LudicrousSpeed said:
No I can’t reply with a yes or no because I have common sense and know it’s not black and white. Hope that helps. Again, I answered your question, it just wasn’t the answer you are hoping for. So you understand that tools and engines improve as a generation goes on, so why can you not understand that a game being feasible for cross gen at the start of the gen might not be feasible years into the gen? It’s hilarious, you’re literally sitting there reaching the same conclusion I am but because you want to play console warz you can’t accept my answer as legit. Jeebus lol |
You don't think being limited by 1/30th of the possible I/O speed or less doesn't have an effect on possible game design? Next-gen has the chance to start experimenting with that huge increase in I/O speed right from the get go, unless you still have to support HDDs.

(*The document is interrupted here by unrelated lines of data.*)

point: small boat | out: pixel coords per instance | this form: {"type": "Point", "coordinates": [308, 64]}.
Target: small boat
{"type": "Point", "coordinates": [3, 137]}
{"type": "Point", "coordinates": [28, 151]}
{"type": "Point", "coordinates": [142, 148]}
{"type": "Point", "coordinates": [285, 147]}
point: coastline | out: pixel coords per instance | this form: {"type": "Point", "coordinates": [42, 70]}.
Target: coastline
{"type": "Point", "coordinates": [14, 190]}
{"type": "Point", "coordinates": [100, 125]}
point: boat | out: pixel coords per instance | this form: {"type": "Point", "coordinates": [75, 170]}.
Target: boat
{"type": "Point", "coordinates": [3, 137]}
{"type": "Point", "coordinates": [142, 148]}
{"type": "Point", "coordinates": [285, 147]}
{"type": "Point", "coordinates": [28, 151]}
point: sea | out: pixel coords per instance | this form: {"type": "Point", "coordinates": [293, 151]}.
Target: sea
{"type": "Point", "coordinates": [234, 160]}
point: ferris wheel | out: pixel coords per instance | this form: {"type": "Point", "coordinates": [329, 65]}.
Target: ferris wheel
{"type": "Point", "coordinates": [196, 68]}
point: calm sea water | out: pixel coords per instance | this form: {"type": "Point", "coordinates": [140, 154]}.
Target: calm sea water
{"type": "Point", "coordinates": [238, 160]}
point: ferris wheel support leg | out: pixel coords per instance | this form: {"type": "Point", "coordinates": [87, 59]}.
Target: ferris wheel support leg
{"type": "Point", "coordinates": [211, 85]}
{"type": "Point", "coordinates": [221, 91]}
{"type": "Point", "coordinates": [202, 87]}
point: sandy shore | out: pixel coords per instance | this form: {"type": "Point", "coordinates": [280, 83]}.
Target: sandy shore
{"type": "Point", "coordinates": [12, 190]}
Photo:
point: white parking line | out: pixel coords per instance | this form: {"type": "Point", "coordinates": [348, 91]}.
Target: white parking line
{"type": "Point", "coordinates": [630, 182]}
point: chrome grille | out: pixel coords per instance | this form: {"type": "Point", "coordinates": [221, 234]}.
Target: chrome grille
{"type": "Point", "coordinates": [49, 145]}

1/30th is probably still underestimating it, my laptop has a 35x difference in sequential read speed between SSD and HDD, about a factor 200 to 800 difference in random read/write access. Up to 800 times faster! And that's a slower SSD than in the series X and faster HDD than the consoles have currently, and no HW compression benefits or direct into RAM loading.
Neglecting this massive advantage for 2 years or what it could open up in game play possibilities is a crime! Memory is not a limiting factor anymore to how big / complex / constantly evolving worlds can get. For example From dust without the small world limits. No more need for static environments.